Assuming that SHA-1 behaves like a "random oracle" (a conceptual object which basically returns random values, with the sole restriction that once it has returned output v on input m, it must always thereafter return v on input m), then the probability of collision, for any two distinct strings S1 and S2, should be 2^(-160). Still under the assumption of SHA-1 behaving like a random oracle, if you collect many input strings, then you shall begin to observe collisions after having collected about 2^80 such strings.
(That's 2^80 and not 2^160 because, with 2^80 strings you can make about 2^159 pairs of strings. This is often called the "birthday paradox" because it comes as a surprise to most people when applied to collisions on birthdays. See the Wikipedia page on the subject.)
Now we strongly suspect that SHA-1 does not really behave like a random oracle, because the birthday-paradox approach is the optimal collision searching algorithm for a random oracle.
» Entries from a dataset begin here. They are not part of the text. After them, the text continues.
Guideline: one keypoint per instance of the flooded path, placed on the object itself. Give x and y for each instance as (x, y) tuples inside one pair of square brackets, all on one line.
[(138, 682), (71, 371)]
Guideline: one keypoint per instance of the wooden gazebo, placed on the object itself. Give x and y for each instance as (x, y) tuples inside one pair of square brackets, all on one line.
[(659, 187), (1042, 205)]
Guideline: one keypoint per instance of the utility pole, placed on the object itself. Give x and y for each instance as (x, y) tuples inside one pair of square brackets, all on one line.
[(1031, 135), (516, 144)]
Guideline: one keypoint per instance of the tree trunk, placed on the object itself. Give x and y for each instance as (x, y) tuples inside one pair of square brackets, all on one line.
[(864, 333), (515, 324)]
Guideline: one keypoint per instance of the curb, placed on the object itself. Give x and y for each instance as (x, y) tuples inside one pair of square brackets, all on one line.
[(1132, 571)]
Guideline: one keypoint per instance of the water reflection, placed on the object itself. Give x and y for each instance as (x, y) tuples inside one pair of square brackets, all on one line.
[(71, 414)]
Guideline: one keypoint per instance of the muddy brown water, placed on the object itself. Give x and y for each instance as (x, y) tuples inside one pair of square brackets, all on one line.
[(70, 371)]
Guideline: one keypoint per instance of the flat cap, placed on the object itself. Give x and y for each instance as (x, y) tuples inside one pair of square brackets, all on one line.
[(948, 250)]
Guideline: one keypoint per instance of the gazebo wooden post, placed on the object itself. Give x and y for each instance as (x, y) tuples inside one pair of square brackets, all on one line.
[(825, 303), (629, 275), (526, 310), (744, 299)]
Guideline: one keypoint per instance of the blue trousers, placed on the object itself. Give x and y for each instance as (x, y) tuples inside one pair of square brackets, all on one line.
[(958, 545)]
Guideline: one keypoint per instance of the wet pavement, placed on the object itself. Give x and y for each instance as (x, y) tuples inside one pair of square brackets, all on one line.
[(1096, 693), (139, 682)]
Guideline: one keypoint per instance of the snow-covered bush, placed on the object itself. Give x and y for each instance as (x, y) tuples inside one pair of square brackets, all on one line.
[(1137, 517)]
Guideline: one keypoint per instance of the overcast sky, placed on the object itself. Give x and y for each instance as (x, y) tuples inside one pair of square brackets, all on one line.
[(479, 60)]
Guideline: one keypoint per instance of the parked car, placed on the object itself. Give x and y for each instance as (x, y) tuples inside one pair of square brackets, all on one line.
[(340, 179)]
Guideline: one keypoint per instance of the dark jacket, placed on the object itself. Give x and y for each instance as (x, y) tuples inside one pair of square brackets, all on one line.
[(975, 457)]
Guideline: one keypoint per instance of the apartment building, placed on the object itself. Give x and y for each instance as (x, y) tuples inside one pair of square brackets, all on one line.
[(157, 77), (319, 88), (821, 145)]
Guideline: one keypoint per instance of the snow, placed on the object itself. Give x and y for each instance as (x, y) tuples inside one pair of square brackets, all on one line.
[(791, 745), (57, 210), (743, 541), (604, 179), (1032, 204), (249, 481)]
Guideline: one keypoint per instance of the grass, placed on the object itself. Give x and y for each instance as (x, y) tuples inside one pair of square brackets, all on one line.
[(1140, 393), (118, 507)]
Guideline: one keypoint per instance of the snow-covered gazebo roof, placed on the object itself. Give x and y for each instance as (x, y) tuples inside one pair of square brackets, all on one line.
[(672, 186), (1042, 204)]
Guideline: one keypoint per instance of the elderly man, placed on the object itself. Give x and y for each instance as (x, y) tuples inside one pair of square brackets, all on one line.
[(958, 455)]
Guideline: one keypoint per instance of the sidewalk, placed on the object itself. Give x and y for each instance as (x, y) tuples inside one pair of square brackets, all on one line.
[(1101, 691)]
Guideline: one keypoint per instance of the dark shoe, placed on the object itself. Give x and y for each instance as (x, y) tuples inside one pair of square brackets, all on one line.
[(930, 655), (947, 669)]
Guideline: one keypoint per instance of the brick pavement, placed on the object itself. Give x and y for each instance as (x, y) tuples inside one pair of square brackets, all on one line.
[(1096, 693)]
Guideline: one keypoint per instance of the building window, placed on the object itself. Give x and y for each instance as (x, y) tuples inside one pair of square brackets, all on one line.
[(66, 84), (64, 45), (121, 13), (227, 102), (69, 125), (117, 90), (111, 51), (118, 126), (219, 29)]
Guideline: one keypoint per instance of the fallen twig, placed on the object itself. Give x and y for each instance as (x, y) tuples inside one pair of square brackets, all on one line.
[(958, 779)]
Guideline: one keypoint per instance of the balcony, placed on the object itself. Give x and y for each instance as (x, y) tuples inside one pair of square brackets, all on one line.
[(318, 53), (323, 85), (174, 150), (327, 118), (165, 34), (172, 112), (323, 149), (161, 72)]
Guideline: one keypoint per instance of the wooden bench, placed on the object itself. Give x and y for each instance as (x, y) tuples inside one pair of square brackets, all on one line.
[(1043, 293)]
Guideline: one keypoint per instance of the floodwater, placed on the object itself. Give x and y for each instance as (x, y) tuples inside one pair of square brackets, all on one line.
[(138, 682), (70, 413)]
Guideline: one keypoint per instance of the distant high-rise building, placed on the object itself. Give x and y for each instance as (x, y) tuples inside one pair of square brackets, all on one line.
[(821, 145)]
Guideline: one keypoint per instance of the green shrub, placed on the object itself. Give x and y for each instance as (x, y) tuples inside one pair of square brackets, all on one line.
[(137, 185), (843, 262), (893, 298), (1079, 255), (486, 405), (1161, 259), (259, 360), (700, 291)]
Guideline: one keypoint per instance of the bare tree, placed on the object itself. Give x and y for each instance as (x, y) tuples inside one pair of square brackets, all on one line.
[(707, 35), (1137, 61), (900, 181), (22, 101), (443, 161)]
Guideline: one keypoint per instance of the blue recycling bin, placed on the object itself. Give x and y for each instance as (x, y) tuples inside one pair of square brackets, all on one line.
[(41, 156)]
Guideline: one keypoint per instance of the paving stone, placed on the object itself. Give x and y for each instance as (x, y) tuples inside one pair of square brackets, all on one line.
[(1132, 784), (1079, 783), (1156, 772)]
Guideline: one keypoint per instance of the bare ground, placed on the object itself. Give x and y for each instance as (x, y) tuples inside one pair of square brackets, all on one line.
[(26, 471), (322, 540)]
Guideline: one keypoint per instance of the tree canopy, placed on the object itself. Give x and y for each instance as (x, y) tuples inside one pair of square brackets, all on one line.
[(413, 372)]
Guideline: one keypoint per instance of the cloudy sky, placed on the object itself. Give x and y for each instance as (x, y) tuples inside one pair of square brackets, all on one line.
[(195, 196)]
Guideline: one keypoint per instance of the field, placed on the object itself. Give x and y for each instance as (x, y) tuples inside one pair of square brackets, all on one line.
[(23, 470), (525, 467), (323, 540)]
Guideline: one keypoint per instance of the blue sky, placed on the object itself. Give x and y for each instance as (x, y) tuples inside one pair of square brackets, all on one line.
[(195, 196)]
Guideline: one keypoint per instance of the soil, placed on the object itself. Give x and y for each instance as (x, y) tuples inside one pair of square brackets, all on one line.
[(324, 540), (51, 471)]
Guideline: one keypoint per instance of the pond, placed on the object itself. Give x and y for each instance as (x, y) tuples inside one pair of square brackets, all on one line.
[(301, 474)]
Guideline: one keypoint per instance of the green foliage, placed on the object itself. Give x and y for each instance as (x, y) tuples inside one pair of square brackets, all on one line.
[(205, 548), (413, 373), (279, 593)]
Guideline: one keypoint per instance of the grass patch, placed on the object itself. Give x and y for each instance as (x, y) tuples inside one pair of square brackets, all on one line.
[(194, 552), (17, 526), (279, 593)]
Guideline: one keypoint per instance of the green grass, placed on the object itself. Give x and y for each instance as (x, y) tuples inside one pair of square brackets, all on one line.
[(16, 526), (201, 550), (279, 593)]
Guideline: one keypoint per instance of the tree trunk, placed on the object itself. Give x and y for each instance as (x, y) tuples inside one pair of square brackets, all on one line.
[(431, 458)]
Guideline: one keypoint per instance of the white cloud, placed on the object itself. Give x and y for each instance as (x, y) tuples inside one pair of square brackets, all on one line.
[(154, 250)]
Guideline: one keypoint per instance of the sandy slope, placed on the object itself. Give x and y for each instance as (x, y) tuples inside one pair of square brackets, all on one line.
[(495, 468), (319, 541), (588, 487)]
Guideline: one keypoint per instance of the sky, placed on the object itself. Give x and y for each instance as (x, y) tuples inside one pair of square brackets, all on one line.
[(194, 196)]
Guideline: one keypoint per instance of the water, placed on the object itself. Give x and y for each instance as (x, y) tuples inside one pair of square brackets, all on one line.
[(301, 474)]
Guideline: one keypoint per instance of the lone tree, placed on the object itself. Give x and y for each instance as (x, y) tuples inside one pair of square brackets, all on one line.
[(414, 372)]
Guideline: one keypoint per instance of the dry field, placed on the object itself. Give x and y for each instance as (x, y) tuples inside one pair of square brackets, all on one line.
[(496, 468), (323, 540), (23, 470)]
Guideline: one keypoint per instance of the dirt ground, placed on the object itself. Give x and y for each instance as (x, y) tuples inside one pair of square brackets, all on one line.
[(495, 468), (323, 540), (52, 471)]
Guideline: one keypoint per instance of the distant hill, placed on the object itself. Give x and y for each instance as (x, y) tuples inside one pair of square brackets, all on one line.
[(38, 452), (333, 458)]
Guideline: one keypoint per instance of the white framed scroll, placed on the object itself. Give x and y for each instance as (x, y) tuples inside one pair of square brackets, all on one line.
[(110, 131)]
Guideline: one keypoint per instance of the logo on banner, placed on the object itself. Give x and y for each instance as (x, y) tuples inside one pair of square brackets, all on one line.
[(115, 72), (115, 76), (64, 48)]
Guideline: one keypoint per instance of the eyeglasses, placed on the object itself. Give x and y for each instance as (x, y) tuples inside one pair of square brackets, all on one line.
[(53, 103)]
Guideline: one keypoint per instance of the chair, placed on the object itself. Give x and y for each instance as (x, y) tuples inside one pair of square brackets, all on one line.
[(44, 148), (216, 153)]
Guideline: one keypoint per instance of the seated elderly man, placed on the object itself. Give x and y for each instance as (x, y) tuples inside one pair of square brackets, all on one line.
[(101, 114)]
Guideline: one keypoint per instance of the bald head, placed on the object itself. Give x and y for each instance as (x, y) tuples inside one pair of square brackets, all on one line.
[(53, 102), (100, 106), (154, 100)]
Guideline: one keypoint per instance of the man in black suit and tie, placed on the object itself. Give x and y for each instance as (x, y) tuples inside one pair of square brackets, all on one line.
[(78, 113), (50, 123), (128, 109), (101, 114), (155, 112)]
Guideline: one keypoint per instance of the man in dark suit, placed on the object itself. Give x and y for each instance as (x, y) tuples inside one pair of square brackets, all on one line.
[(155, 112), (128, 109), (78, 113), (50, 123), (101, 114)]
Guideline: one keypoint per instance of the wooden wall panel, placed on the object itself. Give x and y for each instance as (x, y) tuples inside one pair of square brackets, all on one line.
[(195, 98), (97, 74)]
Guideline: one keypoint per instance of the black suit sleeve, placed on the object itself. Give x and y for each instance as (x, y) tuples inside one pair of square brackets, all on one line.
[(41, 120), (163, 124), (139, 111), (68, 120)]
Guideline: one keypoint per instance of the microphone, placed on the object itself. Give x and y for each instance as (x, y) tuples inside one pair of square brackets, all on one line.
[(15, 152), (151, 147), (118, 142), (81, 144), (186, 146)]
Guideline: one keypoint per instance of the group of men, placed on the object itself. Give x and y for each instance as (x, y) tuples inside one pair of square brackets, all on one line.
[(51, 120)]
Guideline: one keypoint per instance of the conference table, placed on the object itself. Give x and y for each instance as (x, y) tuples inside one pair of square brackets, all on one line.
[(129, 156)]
Yet there is a published attack which should find a collision in about 2^63 steps, hence 2^17 = 131072 times faster than the birthday-paradox algorithm. Such an attack should not be doable on a true random oracle. Mind you, this attack has not been actually completed, it remains theoretical (some people tried but apparently could not find enough CPU power)(Update: as of early 2017, somebody did compute a SHA-1 collision with the above-mentioned method, and it worked exactly as predicted). Yet, the theory looks sound and it really seems that SHA-1 is not a random oracle. Correspondingly, as for the probability of collision, well, all bets are off.
As for your third question: for a function with a n-bit output, then there necessarily are collisions if you can input more than 2^n distinct messages, i.e. if the maximum input message length is greater than n. With a bound m lower than n, the answer is not as easy. If the function behaves as a random oracle, then the probability of the existence of a collision lowers with m, and not linearly, rather with a steep cutoff around m=n/2. This is the same analysis than the birthday paradox. With SHA-1, this means that if m < 80 then chances are that there is no collision, while m > 80 makes the existence of at least one collision very probable (with m > 160 this becomes a certainty).
Note that there is a difference between "there exists a collision" and "you find a collision". Even when a collision must exist, you still have your 2^(-160) probability every time you try. What the previous paragraph means is that such a probability is rather meaningless if you cannot (conceptually) try 2^160 pairs of strings, e.g. because you restrict yourself to strings of less than 80 bits.